Salah satu penyebab utamanya adalah paparan informasi yang terus-menerus. Setiap hari, kita dibanjiri berita, notifikasi, dan konten media sosial yang tak ada habisnya. Tanpa disadari, otak kita terus-menerus bekerja menyaring, memproses, dan merespons informasi-informasi tersebut, yang akhirnya menguras energi emosional.
Faktor lainnya adalah beban empati, terutama ketika kita terpapar isu-isu sosial, bencana, atau konflik dunia yang seolah menuntut perhatian dan kepedulian kita. Meskipun kita tidak terlibat langsung, rasa empati yang berlebihan terhadap penderitaan orang lain bisa membuat kita merasa hampa dan tidak berdaya.
Selain itu, keterasingan sosial juga memegang peran penting. Meski kita terhubung secara digital, hubungan sosial yang dangkal dapat membuat seseorang merasa kesepian. Kesepian ini bukan sekadar masalah pribadi, tapi berdampak langsung pada kesehatan mental dan emosional.

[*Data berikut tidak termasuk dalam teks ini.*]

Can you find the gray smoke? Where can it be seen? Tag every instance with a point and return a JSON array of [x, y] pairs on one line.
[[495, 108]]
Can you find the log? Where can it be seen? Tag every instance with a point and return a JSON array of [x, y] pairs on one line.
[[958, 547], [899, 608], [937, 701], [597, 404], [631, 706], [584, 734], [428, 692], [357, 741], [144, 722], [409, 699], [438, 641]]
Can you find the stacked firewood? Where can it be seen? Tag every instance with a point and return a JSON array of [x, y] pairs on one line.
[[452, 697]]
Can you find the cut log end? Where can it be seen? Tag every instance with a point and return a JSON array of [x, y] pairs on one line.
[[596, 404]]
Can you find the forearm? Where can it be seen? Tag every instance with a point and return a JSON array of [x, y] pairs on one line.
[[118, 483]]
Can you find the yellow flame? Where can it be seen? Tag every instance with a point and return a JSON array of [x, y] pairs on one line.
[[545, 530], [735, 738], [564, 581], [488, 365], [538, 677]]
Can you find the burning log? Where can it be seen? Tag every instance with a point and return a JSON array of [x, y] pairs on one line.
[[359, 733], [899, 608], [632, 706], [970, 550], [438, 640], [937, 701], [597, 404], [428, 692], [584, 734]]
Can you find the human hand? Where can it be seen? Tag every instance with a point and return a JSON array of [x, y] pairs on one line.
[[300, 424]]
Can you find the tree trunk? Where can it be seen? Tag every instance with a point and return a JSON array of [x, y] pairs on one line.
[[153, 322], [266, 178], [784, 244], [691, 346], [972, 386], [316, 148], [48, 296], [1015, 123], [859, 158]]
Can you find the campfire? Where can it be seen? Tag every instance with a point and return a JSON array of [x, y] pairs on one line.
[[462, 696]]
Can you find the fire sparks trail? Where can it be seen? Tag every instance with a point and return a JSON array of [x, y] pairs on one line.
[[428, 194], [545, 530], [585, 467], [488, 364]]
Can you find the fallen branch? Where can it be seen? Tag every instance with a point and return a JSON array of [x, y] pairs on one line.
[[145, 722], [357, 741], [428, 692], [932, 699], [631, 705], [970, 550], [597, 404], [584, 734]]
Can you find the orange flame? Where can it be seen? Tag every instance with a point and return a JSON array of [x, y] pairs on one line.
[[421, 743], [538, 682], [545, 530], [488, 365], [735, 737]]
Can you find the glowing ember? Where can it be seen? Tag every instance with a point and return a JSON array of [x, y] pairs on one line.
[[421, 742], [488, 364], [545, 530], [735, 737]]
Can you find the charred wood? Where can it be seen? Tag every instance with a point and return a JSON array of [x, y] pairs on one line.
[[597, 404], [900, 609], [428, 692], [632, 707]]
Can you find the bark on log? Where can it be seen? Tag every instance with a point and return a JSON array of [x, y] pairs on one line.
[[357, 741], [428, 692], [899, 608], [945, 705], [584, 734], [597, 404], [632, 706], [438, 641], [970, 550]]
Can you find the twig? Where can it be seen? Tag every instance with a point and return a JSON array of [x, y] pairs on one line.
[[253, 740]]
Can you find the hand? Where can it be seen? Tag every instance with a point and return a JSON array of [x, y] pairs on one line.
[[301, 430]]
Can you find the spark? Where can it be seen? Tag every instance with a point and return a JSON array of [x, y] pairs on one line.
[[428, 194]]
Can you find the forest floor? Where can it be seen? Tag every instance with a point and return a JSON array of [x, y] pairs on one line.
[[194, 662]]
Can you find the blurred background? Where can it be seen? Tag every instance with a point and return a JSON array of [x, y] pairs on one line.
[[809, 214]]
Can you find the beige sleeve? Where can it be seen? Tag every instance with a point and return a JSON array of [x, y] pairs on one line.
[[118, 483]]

Untuk mengatasinya, penting bagi kita untuk menetapkan batas digital, mengatur waktu istirahat dari layar, dan menciptakan ruang untuk koneksi yang lebih bermakna secara offline. Menjaga keseimbangan antara informasi, koneksi sosial, dan waktu untuk diri sendiri adalah kunci agar tidak mudah lelah secara emosional.